It’s a big topic, so we have not one but two guests with me today. First, I’ve got Nathan Lump. Nathan is Expedia’s vice president of customer marketing. He’s also the former editor- in- chief of Travel and Leisure. He’s a familiar voice for many of you, as he was on season two’s Winter Staycation episode. Nathan, hi. Welcome back to the show.
Nathan Lump: Thanks so much for having me back. It’s great to be here.
Nisreene Atassi: I’ve also got here with me Drew Binsky. Drew vlogs on YouTube and also at drewbinsky.com. You may have seen him before in some of his viral videos about traveling to North Korea. Welcome to Out Travel the System, Drew. Great to have you on.
Drew Binsky: Thank you. It’s a pleasure to be here.
Nisreene Atassi: All right. Well, Nathan, let’s start with you. I know you are a major, major fan of hotels, but it feels like lately locations that sort of really take you and immerse you into the great outdoors, like yurts, cabins, tree houses are becoming very, very popular. Have you actually ever stayed in any sort of alternative accommodations like those, and if so, what was it like?
Nathan Lump: Oh yeah, a whole bunch. It’s funny, I was just remembering the other day that the first time I stayed in a yurt was actually 20- odd years ago in northern Minnesota.
Nisreene Atassi: Of all places. So absolutely random. Okay. Go on.

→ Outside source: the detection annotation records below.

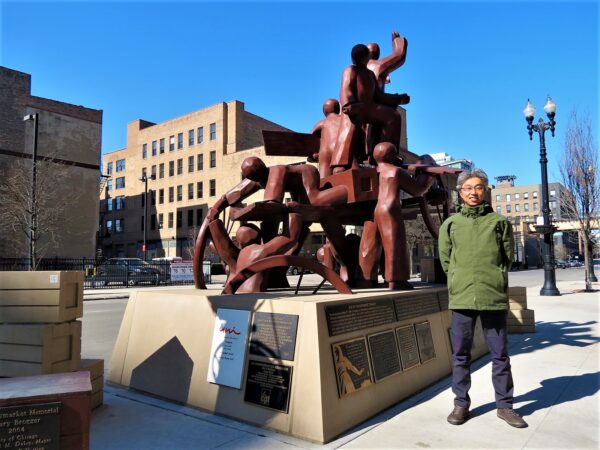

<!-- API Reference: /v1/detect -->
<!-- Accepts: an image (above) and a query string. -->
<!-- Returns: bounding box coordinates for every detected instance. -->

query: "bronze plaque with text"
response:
[415,321,435,363]
[325,298,396,336]
[244,360,292,414]
[367,330,401,382]
[331,338,373,397]
[250,312,298,361]
[0,402,61,450]
[396,325,420,370]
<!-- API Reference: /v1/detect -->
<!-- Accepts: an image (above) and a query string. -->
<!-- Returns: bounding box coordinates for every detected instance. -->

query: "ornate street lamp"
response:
[139,174,156,261]
[523,96,560,295]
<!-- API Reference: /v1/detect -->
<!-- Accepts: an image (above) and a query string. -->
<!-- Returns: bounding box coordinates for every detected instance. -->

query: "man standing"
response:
[438,169,527,428]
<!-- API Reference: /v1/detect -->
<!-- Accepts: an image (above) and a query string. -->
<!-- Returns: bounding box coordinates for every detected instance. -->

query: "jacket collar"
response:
[456,202,494,218]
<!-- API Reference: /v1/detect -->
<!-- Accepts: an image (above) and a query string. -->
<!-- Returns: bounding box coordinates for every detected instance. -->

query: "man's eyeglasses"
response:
[460,184,485,192]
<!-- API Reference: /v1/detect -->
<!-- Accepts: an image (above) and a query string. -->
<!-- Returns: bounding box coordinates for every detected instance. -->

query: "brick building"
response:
[0,67,102,258]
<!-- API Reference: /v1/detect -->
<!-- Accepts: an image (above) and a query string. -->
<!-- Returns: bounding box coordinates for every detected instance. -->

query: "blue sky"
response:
[0,0,599,184]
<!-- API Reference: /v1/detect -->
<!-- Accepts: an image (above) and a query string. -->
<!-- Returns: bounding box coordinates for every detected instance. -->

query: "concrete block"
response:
[0,320,81,377]
[0,271,84,323]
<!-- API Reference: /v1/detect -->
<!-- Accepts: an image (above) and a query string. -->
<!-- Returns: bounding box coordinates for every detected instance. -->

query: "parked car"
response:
[91,258,163,286]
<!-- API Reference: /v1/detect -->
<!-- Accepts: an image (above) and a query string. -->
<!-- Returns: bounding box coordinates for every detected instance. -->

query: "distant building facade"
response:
[99,101,313,259]
[0,67,102,258]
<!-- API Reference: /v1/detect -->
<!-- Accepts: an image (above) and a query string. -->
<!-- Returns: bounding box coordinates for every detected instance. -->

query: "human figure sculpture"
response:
[359,142,435,290]
[311,98,342,178]
[331,44,409,173]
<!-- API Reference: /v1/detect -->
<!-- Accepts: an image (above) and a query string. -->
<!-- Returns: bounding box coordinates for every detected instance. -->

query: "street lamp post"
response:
[23,113,38,270]
[523,97,560,295]
[140,174,156,261]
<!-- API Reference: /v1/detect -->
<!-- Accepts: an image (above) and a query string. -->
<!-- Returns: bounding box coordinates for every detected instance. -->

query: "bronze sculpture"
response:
[194,32,459,293]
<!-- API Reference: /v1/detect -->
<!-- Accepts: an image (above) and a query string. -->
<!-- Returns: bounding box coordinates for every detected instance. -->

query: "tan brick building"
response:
[100,100,305,259]
[0,67,102,258]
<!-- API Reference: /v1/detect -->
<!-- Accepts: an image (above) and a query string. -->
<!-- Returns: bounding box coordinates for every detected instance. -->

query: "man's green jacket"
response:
[438,202,514,311]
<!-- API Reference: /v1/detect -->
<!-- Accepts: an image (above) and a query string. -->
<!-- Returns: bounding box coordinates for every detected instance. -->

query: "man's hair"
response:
[456,169,489,189]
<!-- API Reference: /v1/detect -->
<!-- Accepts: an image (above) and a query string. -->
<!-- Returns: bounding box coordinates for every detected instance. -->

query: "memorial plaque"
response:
[331,338,373,397]
[396,325,420,370]
[250,312,298,361]
[325,298,396,336]
[0,402,61,450]
[367,330,401,383]
[415,321,435,363]
[244,360,292,414]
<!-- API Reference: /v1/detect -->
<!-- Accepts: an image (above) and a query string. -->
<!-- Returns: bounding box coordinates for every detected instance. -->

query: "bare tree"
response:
[0,156,81,270]
[559,111,600,291]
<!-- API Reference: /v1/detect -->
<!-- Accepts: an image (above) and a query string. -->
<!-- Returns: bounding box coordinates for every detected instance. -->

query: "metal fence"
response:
[0,258,211,289]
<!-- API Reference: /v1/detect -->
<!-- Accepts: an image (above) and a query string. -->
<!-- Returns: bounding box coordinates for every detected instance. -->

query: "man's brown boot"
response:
[448,406,469,425]
[498,408,527,428]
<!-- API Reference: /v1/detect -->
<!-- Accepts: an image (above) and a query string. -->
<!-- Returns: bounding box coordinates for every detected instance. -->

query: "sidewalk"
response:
[91,282,600,449]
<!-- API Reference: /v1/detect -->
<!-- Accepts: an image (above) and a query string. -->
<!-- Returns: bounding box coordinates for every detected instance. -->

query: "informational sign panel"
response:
[250,312,298,361]
[0,402,61,450]
[244,361,292,413]
[171,261,194,281]
[206,308,250,389]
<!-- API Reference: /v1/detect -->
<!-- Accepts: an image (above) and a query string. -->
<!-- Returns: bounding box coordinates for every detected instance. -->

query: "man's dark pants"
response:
[451,309,513,408]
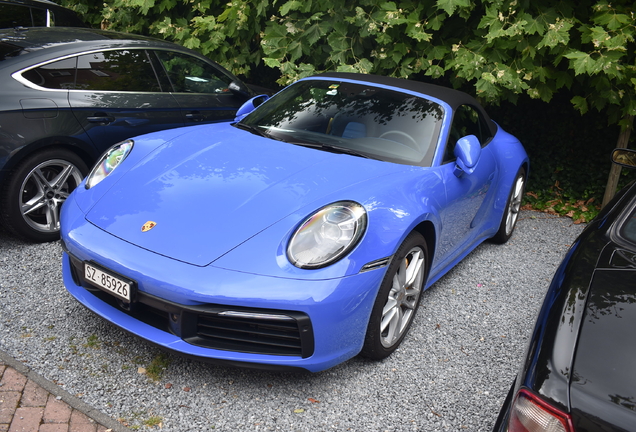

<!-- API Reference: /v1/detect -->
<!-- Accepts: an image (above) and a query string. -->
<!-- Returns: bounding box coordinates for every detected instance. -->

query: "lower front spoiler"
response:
[62,253,383,372]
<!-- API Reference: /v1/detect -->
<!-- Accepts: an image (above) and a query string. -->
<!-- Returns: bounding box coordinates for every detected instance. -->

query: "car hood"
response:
[570,247,636,430]
[86,125,400,266]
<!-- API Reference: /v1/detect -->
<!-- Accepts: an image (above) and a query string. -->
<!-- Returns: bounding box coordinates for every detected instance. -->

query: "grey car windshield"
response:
[240,80,444,166]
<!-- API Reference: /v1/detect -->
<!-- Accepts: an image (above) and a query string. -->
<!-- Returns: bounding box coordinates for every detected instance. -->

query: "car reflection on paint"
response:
[62,73,528,371]
[494,149,636,432]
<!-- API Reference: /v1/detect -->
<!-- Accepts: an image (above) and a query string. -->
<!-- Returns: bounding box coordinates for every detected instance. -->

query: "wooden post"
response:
[601,115,634,207]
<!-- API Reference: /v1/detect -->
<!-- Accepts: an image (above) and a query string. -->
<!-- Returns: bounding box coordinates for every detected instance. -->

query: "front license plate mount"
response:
[84,261,137,303]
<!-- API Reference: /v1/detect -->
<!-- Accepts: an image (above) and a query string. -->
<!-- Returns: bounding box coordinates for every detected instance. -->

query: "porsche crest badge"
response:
[141,221,157,232]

Nathan Lump: I was on a dog sledding trip, a four- day dog sledding trip in the deepest, darkest winter. It was so cold. You got your own team of dogs and you mushed through the countryside and you stayed in yurts along the way. They get heated by wood- burning stoves, and so you fire up the stove and you load it up with wood before you go to sleep. And it’s nice and toasty when you go to sleep. But by the time you wake up in the morning, it is so cold in the yurt. And I learned something really important on that trip, which is that toothpaste can freeze.
Nisreene Atassi: Oh, my gosh. Yeah, who knew?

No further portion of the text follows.